Sam Tripuraneni’s presentation, at our latest symposium, did exude an effortless charm we would all like to demonstrate in an interview. However, he warned us vehemently against donning a cock-sure attitude, the kind that officers can sometimes be guilty of.

As he put it, he has been ‘disappointed, frustrated and downright shocked by what some people say and do in interviews’, but assured us he has committed all the mistakes he was about to lampoon us for, having come from the Services himself.

So, please pay heed to this advice from a seasoned and professional recruiter – and let us know if you think we’ve missed anything!

  • Have humility. It’s ok to be proud of what you’ve achieved in the military but remember that a lot of the skills you have from your time there will go over the heads of some HR professionals, who may only see ‘a psycho with a gun.’ Don’t feed the stereotype – demonstrate how your skills apply to the job description, not just what you think is great.
  • Show yourself to be adaptable to the environment you’re about to step into. Again, do not fulfill the preconception of officers as stuffy, polished types that ‘dress like my dad’. Defie the stereotypes of the institutionalised, public school, privileged toff that a lot of people will expect. Get an idea of the dress code of the organisation you want to work for – lose any braces or red socks you may be tempted to wear!
  • Lower your salary expectations. It’s really important here to work out your priorities in life – do you want to enjoy or endure it? If you go in on an extremely high salary the organisation will normally expect their pound of flesh and ultimately, you will not have had the chance to build up your knowledge or experience. Start lower, surf the learning curve and you’ll be better off in the long run.
  • Do not reference your ‘friend who had a friend who got an amazingly high-powered, well paid job..’ – this is the bane of almost every recruiter’s life! There will always be people who have stepped straight out of the Services into a fantastically-paid job but these cases are fairly rare, and what’s ‘right’ for one individual may not be right for you. Rather than feeling pressurised by what your peers are up to, focus on the path most likely to keep you happy and fulfilled.
  • Reassure any interviewer that you don’t want to take over. Organisations often fear this will be the consequence of employing former-military, so demonstrate your core-management and leadership skills instead, don’t be pushy or overbearing.

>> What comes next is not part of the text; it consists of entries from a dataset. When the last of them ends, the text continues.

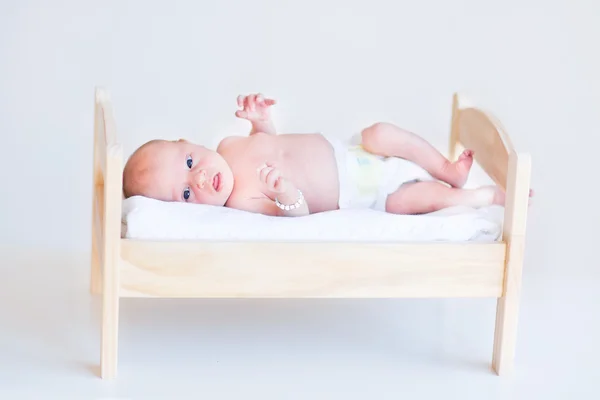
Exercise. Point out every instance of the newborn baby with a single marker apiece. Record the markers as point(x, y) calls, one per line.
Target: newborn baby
point(390, 170)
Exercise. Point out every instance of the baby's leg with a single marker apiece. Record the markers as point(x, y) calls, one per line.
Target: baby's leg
point(426, 197)
point(391, 141)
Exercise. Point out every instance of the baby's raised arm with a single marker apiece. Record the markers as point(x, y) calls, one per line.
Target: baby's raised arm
point(255, 108)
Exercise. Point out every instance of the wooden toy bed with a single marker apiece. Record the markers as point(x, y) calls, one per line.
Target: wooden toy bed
point(139, 268)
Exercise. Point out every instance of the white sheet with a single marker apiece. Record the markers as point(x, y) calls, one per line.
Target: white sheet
point(145, 218)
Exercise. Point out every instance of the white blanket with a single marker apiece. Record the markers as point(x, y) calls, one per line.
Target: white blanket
point(145, 218)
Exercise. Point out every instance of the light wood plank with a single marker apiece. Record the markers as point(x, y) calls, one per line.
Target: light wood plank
point(454, 129)
point(217, 269)
point(507, 310)
point(481, 133)
point(111, 222)
point(97, 181)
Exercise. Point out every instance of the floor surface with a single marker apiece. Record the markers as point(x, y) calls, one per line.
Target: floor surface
point(288, 349)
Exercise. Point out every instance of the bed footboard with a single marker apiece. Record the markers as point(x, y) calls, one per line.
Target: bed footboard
point(106, 226)
point(133, 268)
point(477, 130)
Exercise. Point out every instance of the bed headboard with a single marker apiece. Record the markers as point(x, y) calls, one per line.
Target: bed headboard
point(479, 131)
point(107, 183)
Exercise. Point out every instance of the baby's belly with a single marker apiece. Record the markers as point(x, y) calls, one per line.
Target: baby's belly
point(313, 167)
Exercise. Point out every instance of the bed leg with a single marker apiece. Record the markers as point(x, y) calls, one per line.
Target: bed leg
point(507, 308)
point(110, 325)
point(95, 273)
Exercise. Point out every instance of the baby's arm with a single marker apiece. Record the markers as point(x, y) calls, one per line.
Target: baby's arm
point(289, 200)
point(255, 108)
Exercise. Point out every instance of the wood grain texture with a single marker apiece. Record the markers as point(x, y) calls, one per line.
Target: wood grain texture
point(481, 133)
point(216, 269)
point(515, 222)
point(110, 220)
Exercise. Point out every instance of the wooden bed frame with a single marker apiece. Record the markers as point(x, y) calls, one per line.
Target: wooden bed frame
point(138, 268)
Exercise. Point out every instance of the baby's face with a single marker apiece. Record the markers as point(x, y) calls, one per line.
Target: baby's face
point(190, 173)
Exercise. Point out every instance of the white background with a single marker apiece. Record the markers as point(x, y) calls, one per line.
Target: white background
point(174, 70)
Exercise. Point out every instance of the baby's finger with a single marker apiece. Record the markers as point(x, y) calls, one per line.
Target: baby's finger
point(264, 173)
point(241, 99)
point(252, 102)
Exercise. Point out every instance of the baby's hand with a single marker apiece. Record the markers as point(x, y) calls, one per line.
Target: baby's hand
point(255, 107)
point(271, 177)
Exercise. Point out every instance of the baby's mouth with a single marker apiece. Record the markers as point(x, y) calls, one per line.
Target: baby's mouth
point(217, 181)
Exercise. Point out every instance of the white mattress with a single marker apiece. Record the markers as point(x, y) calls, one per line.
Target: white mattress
point(149, 219)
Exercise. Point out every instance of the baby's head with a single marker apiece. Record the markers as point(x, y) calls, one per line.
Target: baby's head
point(178, 171)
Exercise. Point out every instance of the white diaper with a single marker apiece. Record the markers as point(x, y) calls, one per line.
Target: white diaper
point(366, 179)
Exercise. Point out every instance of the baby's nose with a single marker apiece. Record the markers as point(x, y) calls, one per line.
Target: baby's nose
point(200, 179)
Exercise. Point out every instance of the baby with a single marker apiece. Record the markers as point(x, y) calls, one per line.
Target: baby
point(391, 170)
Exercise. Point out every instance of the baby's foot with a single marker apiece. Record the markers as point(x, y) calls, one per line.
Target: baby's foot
point(457, 172)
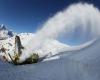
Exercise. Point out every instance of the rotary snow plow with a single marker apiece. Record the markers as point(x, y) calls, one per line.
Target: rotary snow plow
point(34, 58)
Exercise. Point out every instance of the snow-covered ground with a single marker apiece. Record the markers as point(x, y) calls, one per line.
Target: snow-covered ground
point(77, 65)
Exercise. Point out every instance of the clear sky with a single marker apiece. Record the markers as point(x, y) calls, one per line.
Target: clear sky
point(28, 15)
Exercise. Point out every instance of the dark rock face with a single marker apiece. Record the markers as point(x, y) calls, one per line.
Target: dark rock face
point(5, 33)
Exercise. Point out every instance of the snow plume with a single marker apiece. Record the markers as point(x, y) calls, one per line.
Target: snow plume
point(81, 18)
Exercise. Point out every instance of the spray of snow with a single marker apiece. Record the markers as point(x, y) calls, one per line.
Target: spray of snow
point(82, 16)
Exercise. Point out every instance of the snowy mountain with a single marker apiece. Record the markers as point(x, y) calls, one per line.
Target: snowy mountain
point(5, 33)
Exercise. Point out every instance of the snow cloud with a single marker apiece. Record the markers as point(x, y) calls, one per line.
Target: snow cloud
point(82, 20)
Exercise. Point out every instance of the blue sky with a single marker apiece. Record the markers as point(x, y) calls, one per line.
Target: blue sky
point(29, 15)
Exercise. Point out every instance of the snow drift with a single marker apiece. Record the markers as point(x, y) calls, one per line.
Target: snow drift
point(82, 20)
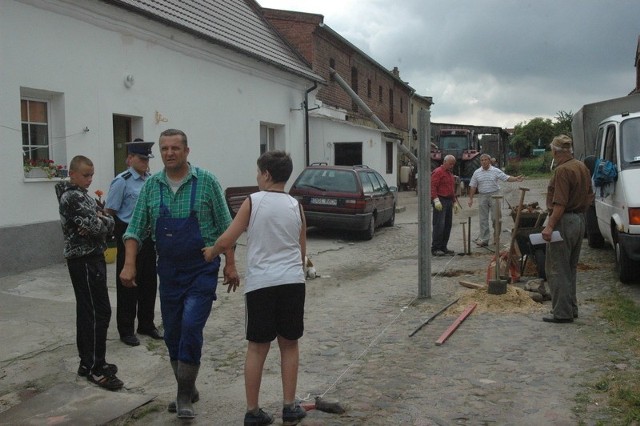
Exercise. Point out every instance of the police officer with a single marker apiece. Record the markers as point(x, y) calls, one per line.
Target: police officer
point(121, 200)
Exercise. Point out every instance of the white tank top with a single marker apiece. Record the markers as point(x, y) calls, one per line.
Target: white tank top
point(273, 241)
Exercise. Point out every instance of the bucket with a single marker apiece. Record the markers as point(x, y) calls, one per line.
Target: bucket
point(110, 254)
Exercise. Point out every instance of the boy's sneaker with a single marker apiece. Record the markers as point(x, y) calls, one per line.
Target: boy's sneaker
point(292, 416)
point(262, 418)
point(104, 379)
point(111, 369)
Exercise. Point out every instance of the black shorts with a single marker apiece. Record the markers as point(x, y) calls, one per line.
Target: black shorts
point(275, 311)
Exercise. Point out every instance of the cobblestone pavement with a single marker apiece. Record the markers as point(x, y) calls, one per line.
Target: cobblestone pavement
point(497, 368)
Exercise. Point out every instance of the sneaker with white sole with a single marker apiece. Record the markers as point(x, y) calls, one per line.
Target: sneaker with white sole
point(262, 418)
point(292, 416)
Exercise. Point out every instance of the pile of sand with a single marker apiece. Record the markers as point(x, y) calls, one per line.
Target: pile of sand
point(514, 300)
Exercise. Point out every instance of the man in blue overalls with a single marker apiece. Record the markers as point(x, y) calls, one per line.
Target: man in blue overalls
point(186, 210)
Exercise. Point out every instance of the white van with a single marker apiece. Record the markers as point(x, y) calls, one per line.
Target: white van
point(617, 203)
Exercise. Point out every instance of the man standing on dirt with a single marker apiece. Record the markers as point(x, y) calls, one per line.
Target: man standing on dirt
point(485, 182)
point(443, 197)
point(185, 208)
point(569, 195)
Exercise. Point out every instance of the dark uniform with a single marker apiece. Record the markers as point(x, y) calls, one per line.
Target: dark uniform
point(140, 300)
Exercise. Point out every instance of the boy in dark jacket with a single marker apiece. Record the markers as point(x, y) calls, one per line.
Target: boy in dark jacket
point(85, 227)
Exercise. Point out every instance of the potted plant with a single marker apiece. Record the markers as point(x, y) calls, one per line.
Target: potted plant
point(43, 168)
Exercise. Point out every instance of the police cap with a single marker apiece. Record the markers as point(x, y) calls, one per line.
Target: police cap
point(140, 148)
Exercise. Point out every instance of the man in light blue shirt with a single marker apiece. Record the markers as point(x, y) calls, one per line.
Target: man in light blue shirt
point(121, 200)
point(484, 182)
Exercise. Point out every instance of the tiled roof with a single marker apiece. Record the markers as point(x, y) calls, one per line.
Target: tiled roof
point(235, 24)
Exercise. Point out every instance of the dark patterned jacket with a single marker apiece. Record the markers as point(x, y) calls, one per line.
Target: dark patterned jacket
point(79, 211)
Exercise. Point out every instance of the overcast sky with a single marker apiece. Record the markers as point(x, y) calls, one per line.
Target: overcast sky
point(494, 62)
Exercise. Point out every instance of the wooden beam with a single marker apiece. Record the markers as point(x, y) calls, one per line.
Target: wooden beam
point(449, 331)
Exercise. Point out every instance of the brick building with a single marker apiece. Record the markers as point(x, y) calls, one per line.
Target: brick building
point(382, 90)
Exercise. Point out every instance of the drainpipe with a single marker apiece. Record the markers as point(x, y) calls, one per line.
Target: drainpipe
point(306, 121)
point(370, 113)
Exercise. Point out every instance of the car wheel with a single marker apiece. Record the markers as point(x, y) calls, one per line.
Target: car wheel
point(624, 265)
point(367, 234)
point(392, 219)
point(594, 237)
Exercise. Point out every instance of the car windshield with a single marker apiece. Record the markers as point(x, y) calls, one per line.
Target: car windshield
point(328, 180)
point(630, 143)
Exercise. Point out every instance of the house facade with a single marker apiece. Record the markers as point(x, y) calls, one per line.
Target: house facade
point(86, 76)
point(383, 92)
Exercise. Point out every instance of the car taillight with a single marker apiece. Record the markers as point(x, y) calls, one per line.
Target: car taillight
point(355, 204)
point(634, 216)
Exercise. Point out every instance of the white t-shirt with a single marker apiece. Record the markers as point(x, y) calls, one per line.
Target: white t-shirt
point(487, 180)
point(273, 249)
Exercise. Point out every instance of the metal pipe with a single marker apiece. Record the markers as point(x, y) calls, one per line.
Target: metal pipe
point(306, 121)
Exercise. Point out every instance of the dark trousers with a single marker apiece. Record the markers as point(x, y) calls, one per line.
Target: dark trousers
point(93, 309)
point(441, 225)
point(137, 301)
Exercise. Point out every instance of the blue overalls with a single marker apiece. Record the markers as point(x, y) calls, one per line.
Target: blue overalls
point(187, 282)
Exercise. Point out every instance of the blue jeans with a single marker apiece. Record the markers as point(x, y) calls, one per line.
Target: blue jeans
point(441, 225)
point(187, 292)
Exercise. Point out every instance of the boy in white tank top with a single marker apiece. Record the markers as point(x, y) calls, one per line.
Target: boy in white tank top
point(274, 282)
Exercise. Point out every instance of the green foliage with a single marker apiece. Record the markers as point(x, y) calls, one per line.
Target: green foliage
point(539, 132)
point(623, 386)
point(530, 167)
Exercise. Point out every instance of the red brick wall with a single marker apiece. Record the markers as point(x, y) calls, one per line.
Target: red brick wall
point(319, 46)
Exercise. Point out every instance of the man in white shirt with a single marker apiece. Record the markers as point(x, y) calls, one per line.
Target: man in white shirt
point(484, 182)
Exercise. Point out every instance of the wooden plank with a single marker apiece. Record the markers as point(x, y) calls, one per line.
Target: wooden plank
point(449, 331)
point(470, 284)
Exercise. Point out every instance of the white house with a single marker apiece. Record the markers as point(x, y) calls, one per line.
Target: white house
point(85, 76)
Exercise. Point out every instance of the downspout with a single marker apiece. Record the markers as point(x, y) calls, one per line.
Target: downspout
point(306, 121)
point(370, 113)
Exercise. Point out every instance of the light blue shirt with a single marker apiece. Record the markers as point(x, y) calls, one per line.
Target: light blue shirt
point(123, 193)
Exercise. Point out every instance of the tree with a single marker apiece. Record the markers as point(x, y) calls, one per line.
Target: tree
point(563, 123)
point(538, 132)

Despite this, do remember that your emotional intelligence and people skills are some of the main reasons organisations are keen to employ former-military – you have the ability to talk to senior people, with gravitas and confidence. Employ this skill when in an interview – turn it into a conversation and get them talking, remember that this is your chance to find something out about them too.

Sam Tripuraneni is Director of Strategy and Development at add-victor and served in the 9th/12th Lancers.